Table of Contents

Class TaggedPdfReaderTool

Namespace
iText.Kernel.Utils
Assembly
itext.kernel.dll

Converts a tagged PDF document into an XML file.

public class TaggedPdfReaderTool
Inheritance
TaggedPdfReaderTool
Inherited Members

Constructors

TaggedPdfReaderTool(PdfDocument)

Constructs a TaggedPdfReaderTool via a given PdfDocument.

public TaggedPdfReaderTool(PdfDocument document)

Parameters

document PdfDocument

the document to read tag structure from

Fields

document

protected PdfDocument document

Field Value

PdfDocument

out

protected StreamWriter @out

Field Value

StreamWriter

parsedTags

protected IDictionary<PdfDictionary, IDictionary<int, string>> parsedTags

Field Value

IDictionary<PdfDictionary, IDictionary<int, string>>

rootTag

protected string rootTag

Field Value

string

Methods

ConvertToXml(Stream)

Converts the current tag structure into an XML file with default encoding (UTF-8).

public virtual void ConvertToXml(Stream os)

Parameters

os Stream

the output stream to save XML file to

ConvertToXml(Stream, string)

Converts the current tag structure into an XML file with provided encoding.

public virtual void ConvertToXml(Stream os, string charset)

Parameters

os Stream

the output stream to save XML file to

charset string

the charset of the resultant XML file

EscapeXML(string, bool)

NOTE: copied from itext5 XMLUtils class Escapes a string with the appropriated XML codes.
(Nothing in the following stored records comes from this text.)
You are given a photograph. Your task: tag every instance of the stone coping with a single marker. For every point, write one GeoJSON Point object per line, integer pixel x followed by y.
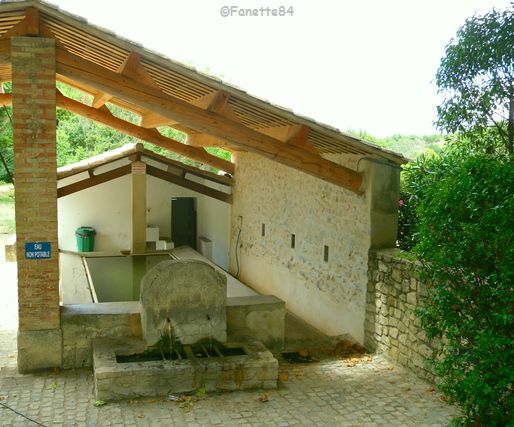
{"type": "Point", "coordinates": [134, 307]}
{"type": "Point", "coordinates": [256, 369]}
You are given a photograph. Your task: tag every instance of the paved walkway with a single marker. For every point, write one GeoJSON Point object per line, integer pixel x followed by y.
{"type": "Point", "coordinates": [332, 392]}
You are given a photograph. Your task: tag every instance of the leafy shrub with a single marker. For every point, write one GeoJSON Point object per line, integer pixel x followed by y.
{"type": "Point", "coordinates": [417, 176]}
{"type": "Point", "coordinates": [466, 245]}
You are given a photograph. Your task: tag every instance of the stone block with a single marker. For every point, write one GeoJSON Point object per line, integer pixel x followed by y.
{"type": "Point", "coordinates": [81, 323]}
{"type": "Point", "coordinates": [187, 298]}
{"type": "Point", "coordinates": [260, 317]}
{"type": "Point", "coordinates": [396, 275]}
{"type": "Point", "coordinates": [39, 350]}
{"type": "Point", "coordinates": [412, 298]}
{"type": "Point", "coordinates": [10, 252]}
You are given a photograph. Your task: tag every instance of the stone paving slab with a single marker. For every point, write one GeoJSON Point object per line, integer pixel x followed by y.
{"type": "Point", "coordinates": [325, 393]}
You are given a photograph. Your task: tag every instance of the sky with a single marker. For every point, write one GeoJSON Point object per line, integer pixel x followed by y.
{"type": "Point", "coordinates": [356, 65]}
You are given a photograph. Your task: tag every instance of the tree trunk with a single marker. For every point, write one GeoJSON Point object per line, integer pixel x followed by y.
{"type": "Point", "coordinates": [510, 140]}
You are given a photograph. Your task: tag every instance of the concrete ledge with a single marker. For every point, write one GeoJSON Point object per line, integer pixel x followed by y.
{"type": "Point", "coordinates": [260, 317]}
{"type": "Point", "coordinates": [81, 323]}
{"type": "Point", "coordinates": [10, 251]}
{"type": "Point", "coordinates": [39, 350]}
{"type": "Point", "coordinates": [257, 369]}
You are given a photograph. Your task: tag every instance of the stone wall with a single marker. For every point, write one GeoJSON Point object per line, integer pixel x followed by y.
{"type": "Point", "coordinates": [392, 327]}
{"type": "Point", "coordinates": [33, 78]}
{"type": "Point", "coordinates": [329, 294]}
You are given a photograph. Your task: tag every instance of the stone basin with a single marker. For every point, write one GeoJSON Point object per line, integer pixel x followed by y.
{"type": "Point", "coordinates": [257, 369]}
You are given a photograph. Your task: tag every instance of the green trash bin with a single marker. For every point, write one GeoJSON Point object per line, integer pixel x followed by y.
{"type": "Point", "coordinates": [85, 239]}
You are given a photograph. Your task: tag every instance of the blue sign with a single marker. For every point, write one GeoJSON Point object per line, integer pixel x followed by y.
{"type": "Point", "coordinates": [38, 250]}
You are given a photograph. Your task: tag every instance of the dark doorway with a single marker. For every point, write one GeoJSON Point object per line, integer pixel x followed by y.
{"type": "Point", "coordinates": [183, 221]}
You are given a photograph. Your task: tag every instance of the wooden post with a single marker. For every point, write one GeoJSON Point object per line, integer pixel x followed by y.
{"type": "Point", "coordinates": [138, 203]}
{"type": "Point", "coordinates": [33, 77]}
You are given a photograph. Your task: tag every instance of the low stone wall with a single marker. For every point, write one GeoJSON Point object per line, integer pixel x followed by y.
{"type": "Point", "coordinates": [259, 317]}
{"type": "Point", "coordinates": [81, 323]}
{"type": "Point", "coordinates": [392, 327]}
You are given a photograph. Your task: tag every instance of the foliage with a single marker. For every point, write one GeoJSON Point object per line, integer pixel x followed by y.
{"type": "Point", "coordinates": [416, 178]}
{"type": "Point", "coordinates": [466, 245]}
{"type": "Point", "coordinates": [476, 79]}
{"type": "Point", "coordinates": [409, 145]}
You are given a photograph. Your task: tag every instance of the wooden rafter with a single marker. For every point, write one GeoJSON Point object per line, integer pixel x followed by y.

protected static string EscapeXML(string s, bool onlyASCII)

Parameters

s string

the string to be escaped

onlyASCII bool

codes above 127 will always be escaped with &#nn; if true

Returns

string

the escaped string

FixTagName(string)

Fixes specified tag name to be valid XML tag.

protected static string FixTagName(string tag)

Parameters

tag string

tag name to fix

Returns

string

fixed tag name.

InspectAttributes(PdfStructElem)

Inspects attributes dictionary of the StructTreeRoot child.

protected virtual void InspectAttributes(PdfStructElem kid)

Parameters

kid PdfStructElem

the direct kid of the StructTreeRoot

InspectKid(IStructureNode)

Inspect the child of the StructTreeRoot.

protected virtual void InspectKid(IStructureNode kid)

Parameters

kid IStructureNode

the direct kid of the StructTreeRoot

InspectKids(IList<IStructureNode>)

Inspect the children of the StructTreeRoot.

protected virtual void InspectKids(IList<IStructureNode> kids)

Parameters

kids IList<IStructureNode>

list of the direct kids of the StructTreeRoot

IsValidCharacterValue(int)

Checks if a character value should be escaped/unescaped.

public static bool IsValidCharacterValue(int c)

Parameters

c int

a character value

Returns

bool

true if it's OK to escape or unescape this value.

ParseTag(PdfMcr)

Parses tag of the Marked Content Reference (MCR) kid of the StructTreeRoot.

protected virtual void ParseTag(PdfMcr kid)

Parameters

kid PdfMcr

the direct PdfMcr kid of the StructTreeRoot

SetRootTag(string)

Sets the name of the root tag of the resultant XML file

public virtual TaggedPdfReaderTool SetRootTag(string rootTagName)

Parameters

rootTagName string

the name of the root tag

Returns

TaggedPdfReaderTool

this object